Sosyal soslu, Türkiye sosyal demokrasisi
Siz hiç mantarlaşmış, hormonlu çilek yediniz mi ?
İri, iri ve kırmızı, kırmızıdırlar.
Türkiye’deki bir çok Sosyal Demokratlar da aynen öyle.
Alımlı, çalımlı ve gösterişlidirler.
Kendilerini, kadrolarını ve örgütlerini yenilemeyi, değiştirmeyi, eleştirmeyi hiç hazmedemezler. Kendilerini beğenmişlerdir, 2 adım öteye gidemezler..!
Aslında, Sosyal Demokrat düşünce, kendisini sürekli yenileyen ve eleştiriyi benimseyen bir misyona sahiptir. O, bireysel çıkarlara asla hizmet etmez , ettirmez de.
Adam kayırma.. hemşeri ayakları.. mahalle milliyetçiliği.. ayırımcılık.. sosyal demokrat bir partide ve parti mensuplarında yoktur ve olsa da barınamaz.
Sosyal demokratlar ; halkın anlamadığı dilden konuşmazlar, suya yazı yazmazlar, olmayacak dualara da amin demezler.
Sosyal Demokratlar ırkçı, ayrımcı, bağnaz ve yobaz değildirler.
İnsan hakları, doğa ve hayvan hakları savunucusudurlar. Her zaman ve her zeminde çalışanların yanında yer alırlar.
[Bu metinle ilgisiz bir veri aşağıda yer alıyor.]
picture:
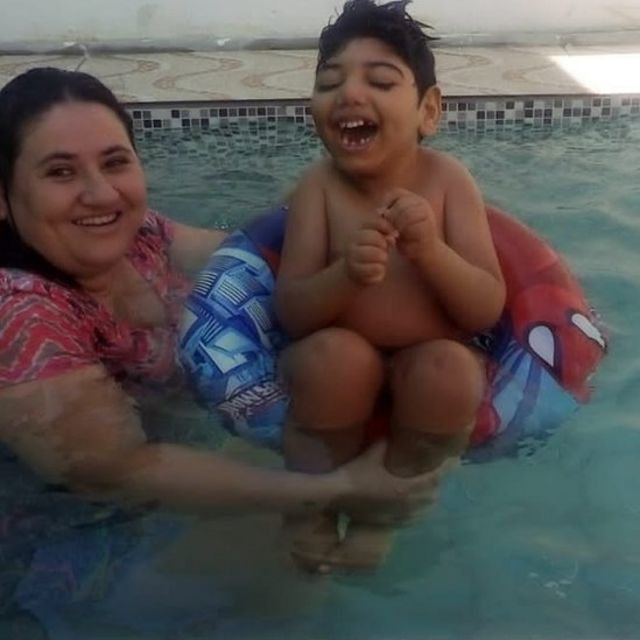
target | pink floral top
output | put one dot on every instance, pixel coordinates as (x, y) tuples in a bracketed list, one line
[(47, 329)]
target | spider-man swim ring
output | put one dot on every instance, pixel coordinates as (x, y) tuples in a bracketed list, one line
[(541, 353)]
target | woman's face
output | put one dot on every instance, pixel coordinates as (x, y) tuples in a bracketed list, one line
[(78, 194)]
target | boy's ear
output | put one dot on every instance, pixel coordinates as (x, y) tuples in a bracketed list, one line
[(430, 111), (4, 210)]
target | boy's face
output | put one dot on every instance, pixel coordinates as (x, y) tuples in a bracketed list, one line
[(366, 109)]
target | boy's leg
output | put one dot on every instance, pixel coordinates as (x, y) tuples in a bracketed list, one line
[(334, 377), (437, 388)]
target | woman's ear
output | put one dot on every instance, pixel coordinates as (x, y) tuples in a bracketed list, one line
[(430, 111)]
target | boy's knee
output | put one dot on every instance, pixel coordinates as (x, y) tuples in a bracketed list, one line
[(441, 369), (333, 354)]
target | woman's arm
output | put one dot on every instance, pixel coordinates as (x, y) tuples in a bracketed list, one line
[(192, 247), (81, 430)]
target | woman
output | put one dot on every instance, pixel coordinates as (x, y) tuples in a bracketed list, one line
[(91, 288)]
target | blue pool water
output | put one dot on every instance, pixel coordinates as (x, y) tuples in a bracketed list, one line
[(546, 546), (543, 546)]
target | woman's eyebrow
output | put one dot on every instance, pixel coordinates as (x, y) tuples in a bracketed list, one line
[(67, 155)]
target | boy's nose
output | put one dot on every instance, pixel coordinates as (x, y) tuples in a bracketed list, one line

Haksızlıklara ve hukuksuzluklara karşı, emeğe ise, sahip çıkarlar.
Teslimiyetçiliği ve acizliği her zaman ret ederler.
Ekstrem söylem ve icraatlarıyla muhalefet yapmak.. halkın istek ve sıkıntılarını anlamak ve sorunların çözümüne yönelik politikalar üretmek Sosyal Demokratların olmazsa, olmazlarıdır.
Tüm bunları yapabilmek ve Sosyal Demokrat ideolojiyi yaşatıp insanlığın hizmetine sunabilmek için de, elbette fikirler gerekir.. projeler gerekir.. ekipler gerekir.
Malumunuz CHP ‘de, tam da seçim arifesi şu günlerde bir hareketlilik, bir anormallik başladı. Bu anormalliğe tepki göstermemek, sessiz kalmak ”ben sosyal demokratım” diyenlere ters düşer. Bu nedenle gerek Parti’nin ve gerekse partililerin de, yapması gereken şeyler var.Evet yapılması gereken şeyler çok geç gibi gözüküyor..
Dere geçerken, at değiştirilmez deniliyor..!
Deniliyor.. denilmesine ama ; dereyi geçemeyecek ata da binilemez ki ..!
Türkiye’deki siyasal iktidarın değişmesi için neyi değiştirmek gerekiyorsa, aslında onu değiştirmek, gerekiyor. Sosyal Demokrat politikacılar için hiç bir şey, hiç bir zaman geç değildir ve de zor değildir..
Yeter ki, istek olsun.!
Şüphesiz ki, Türkiye’deki Sosyal Demokratların devrim niteliğinde, acil reformlar yapması gerekiyor.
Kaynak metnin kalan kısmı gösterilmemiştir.